Wednesday, 25 May, 2022

Oil posts 2nd straight weekly gain on supply concerns

Oil continued to trade higher and posted a second straight weekly gain on supply concerns as the EU moved towards phasing out Russian oil imports gradually by the end of this year amid Moscow's continuing conflict with Ukraine.

Brent, the global benchmark for two thirds of the world's oil, settled 1.34 per cent higher at $112.40 a barrel at the close of trading on Friday. West Texas Intermediate, the gauge that tracks US crude, was up 1.39 per cent at $109.80 a barrel.

For the week, WTI gained about 5 per cent, while Brent rose nearly 4 per cent as the EU, the world’s largest trading bloc, announced plans to ban Russian oil over the next six months and refined fuels by the end of the year. The proposal, however, is yet to be officially approved by the EU Parliament, report agencies.

The EU is heavily dependent on Russian imports. In 2021, the bloc imported 155 billion cubic metres of natural gas from Russia, which accounted for about 45 per cent of EU gas imports and close to 40 per cent of its total gas consumption, International Energy Agency figures indicate.

Crude prices “head higher as energy traders completely fixate over the looming European sanctions on Russian oil”, said Edward Moya, senior market analyst at Oanda.

“No one wants to be on the wrong side of a major crude supply disruption headline, so whatever oil price dips that happen will be short-lived.”

The US oil rig count continues to rise, but that has not led to increased production. Oil rigs rose by five to 557, the weekly Baker Hughes report showed.

Opec+ also agreed on Thursday to stick to its plan to increase production gradually, which is supporting oil prices. The group, comprising the world’s top oil producers including Saudi Arabia and Russia, will add 432,000 barrels per day of crude to the market in June as it unwinds a record production cut of 9.7 million bpd to boost supply in the market.

The imposition of Covid-19 curbs in parts of China, the world’s second largest economy and the top importer of oil, is weighing on crude prices, limiting further gains.

China has introduced strict movement curbs in Shanghai, its largest city, to control the spread of the pandemic. New cases have also been detected in the capital Beijing as the government continues to carry out mass testing to isolate every infected person as part of its “zero-Covid” strategy.

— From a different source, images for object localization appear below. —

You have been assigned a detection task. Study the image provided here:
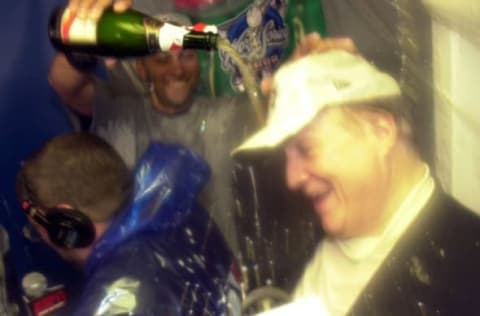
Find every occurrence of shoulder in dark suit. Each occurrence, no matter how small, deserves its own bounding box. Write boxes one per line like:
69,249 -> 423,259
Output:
350,187 -> 480,315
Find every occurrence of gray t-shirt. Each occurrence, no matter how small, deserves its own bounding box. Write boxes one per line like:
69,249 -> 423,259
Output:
92,79 -> 256,252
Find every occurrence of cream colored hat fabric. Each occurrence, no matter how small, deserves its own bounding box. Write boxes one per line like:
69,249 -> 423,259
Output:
233,50 -> 401,154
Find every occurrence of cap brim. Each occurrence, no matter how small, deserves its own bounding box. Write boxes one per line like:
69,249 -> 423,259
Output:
232,126 -> 285,155
232,105 -> 320,156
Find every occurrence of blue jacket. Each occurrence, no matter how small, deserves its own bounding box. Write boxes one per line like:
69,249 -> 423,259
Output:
73,143 -> 237,316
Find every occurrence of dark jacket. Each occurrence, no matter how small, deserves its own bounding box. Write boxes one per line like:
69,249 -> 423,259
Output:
350,188 -> 480,315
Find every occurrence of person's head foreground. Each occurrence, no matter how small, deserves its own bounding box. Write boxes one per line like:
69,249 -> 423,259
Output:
17,133 -> 132,266
235,50 -> 425,239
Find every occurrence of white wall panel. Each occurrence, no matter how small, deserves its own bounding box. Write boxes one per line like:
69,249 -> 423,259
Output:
432,20 -> 480,213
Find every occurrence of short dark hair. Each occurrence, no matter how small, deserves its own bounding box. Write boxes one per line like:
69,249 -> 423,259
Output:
17,133 -> 132,222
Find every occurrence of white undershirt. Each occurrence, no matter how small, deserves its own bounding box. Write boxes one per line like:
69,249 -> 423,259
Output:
293,164 -> 434,316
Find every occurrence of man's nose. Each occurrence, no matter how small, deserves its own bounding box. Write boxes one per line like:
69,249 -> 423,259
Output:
285,150 -> 307,190
169,55 -> 185,76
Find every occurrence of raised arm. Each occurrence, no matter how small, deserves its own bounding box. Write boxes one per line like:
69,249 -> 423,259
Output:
49,53 -> 96,116
48,0 -> 133,116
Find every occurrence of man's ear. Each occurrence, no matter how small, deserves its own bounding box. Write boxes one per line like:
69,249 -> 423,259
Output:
357,109 -> 397,157
370,111 -> 398,157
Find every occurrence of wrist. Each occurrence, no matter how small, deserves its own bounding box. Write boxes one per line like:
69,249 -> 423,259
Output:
64,52 -> 98,73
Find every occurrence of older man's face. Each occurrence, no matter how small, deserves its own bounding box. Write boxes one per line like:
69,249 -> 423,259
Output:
284,107 -> 391,238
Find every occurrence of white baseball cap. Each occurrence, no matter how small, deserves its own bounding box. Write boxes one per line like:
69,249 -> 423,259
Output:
233,50 -> 401,154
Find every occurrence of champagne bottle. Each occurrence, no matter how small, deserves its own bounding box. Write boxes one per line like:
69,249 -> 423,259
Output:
48,6 -> 219,57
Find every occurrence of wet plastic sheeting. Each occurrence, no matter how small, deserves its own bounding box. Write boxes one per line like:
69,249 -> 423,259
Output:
77,144 -> 235,316
233,150 -> 322,292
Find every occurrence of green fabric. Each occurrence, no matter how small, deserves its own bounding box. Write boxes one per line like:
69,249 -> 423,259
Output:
182,0 -> 327,96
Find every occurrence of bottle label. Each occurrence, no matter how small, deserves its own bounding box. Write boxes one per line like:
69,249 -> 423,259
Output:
60,9 -> 97,44
190,23 -> 218,34
158,23 -> 189,51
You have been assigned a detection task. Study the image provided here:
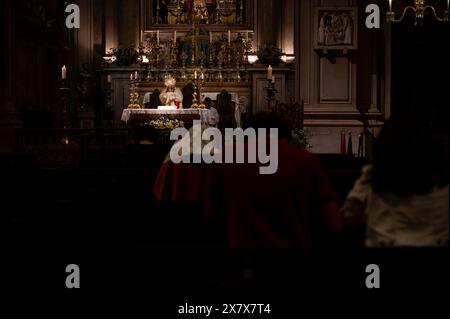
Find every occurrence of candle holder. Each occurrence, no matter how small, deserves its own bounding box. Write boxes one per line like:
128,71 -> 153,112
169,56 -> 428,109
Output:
104,80 -> 114,127
386,0 -> 449,24
127,82 -> 141,109
226,44 -> 232,68
170,39 -> 179,67
209,38 -> 215,67
198,83 -> 206,109
191,91 -> 199,109
191,35 -> 197,66
59,79 -> 71,129
265,79 -> 278,112
154,45 -> 162,68
147,34 -> 162,68
191,77 -> 206,109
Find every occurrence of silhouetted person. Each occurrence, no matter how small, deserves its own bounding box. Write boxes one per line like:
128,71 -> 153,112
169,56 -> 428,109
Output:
125,126 -> 166,167
146,89 -> 162,109
204,97 -> 220,126
342,114 -> 449,247
182,82 -> 195,109
216,89 -> 233,129
133,125 -> 158,145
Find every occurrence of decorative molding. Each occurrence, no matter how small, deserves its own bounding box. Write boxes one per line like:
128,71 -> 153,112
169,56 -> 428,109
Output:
319,56 -> 352,103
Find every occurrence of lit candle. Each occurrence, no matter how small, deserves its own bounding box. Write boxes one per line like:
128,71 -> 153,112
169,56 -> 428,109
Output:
447,0 -> 449,10
61,65 -> 67,80
200,73 -> 204,80
267,65 -> 272,80
107,75 -> 112,83
389,0 -> 392,12
157,30 -> 160,44
130,73 -> 134,81
135,71 -> 138,80
174,31 -> 177,43
228,30 -> 231,45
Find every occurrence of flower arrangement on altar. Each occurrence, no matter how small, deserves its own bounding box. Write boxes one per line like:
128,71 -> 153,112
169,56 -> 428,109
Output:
143,116 -> 184,130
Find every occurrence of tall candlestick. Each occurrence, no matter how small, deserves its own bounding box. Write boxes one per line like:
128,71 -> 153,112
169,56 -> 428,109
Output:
267,65 -> 272,80
272,75 -> 275,83
174,31 -> 177,43
447,0 -> 449,10
130,73 -> 134,81
61,65 -> 67,80
389,0 -> 392,12
194,70 -> 198,79
157,30 -> 160,44
228,30 -> 231,45
135,71 -> 138,81
140,30 -> 143,44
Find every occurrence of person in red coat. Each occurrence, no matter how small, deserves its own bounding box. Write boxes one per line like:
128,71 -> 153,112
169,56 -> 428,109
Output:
208,113 -> 342,249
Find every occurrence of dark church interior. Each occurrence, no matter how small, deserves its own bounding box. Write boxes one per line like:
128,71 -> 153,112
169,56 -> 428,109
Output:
3,0 -> 449,315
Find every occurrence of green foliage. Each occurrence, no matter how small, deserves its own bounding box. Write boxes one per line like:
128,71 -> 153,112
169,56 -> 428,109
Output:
290,129 -> 312,150
110,47 -> 139,66
257,43 -> 283,66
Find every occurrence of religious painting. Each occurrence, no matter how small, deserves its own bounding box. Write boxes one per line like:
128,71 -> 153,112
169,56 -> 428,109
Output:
314,7 -> 358,51
143,0 -> 253,27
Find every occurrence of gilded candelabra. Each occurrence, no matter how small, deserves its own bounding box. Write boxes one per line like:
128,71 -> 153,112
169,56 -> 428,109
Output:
146,33 -> 162,68
191,72 -> 206,109
128,82 -> 141,109
170,39 -> 178,67
387,0 -> 449,25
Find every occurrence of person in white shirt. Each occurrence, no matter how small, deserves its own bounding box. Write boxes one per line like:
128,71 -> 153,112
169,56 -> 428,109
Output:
341,115 -> 449,247
204,97 -> 220,127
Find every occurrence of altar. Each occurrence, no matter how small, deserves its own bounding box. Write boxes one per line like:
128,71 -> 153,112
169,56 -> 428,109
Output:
121,109 -> 213,128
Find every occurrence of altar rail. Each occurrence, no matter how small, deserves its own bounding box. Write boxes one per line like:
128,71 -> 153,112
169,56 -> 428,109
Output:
15,128 -> 132,167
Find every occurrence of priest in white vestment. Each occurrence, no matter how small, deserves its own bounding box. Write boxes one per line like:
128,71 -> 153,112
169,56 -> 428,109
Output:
159,75 -> 183,108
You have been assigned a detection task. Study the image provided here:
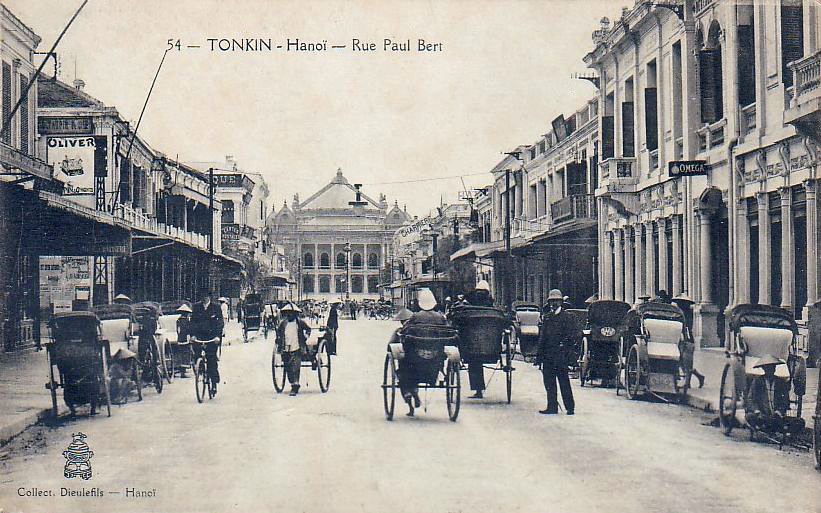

Last month, the International Monetary Fund also lowered its 2022 growth forecast to 3.6 per cent from its previous estimate of 4.4 per cent in January.

"Along with the EU’s planned ban on Russia, the 10 per cent gain in oil prices over the last two weeks was also due to the minimal increase in oil output from the Opec during April 2022," said Junaid Ansari, head of investment strategy and research at Kamco Invest.

"Bloomberg data showed flattish production at 28.7 million bpd during the month, mainly led by a decline in production in Libya and Nigeria that fully offset higher production coming from Iraq and Saudi Arabia."

The US government's plan to buy back oil to replenish oil inventory is also supporting prices, he added.

Last month, Libya declared force majeure at Zueitina oil terminal, Brega oil port as well as Al Sharara oilfield and El Feel oilfield, also known as the Elephant field, because of the ongoing political turmoil in the country. It, however, resumed operations at Zueitina oil terminal earlier this month to boost exports.

Force majeure refers to an unforeseen set of circumstances preventing a party from fulfilling a contract.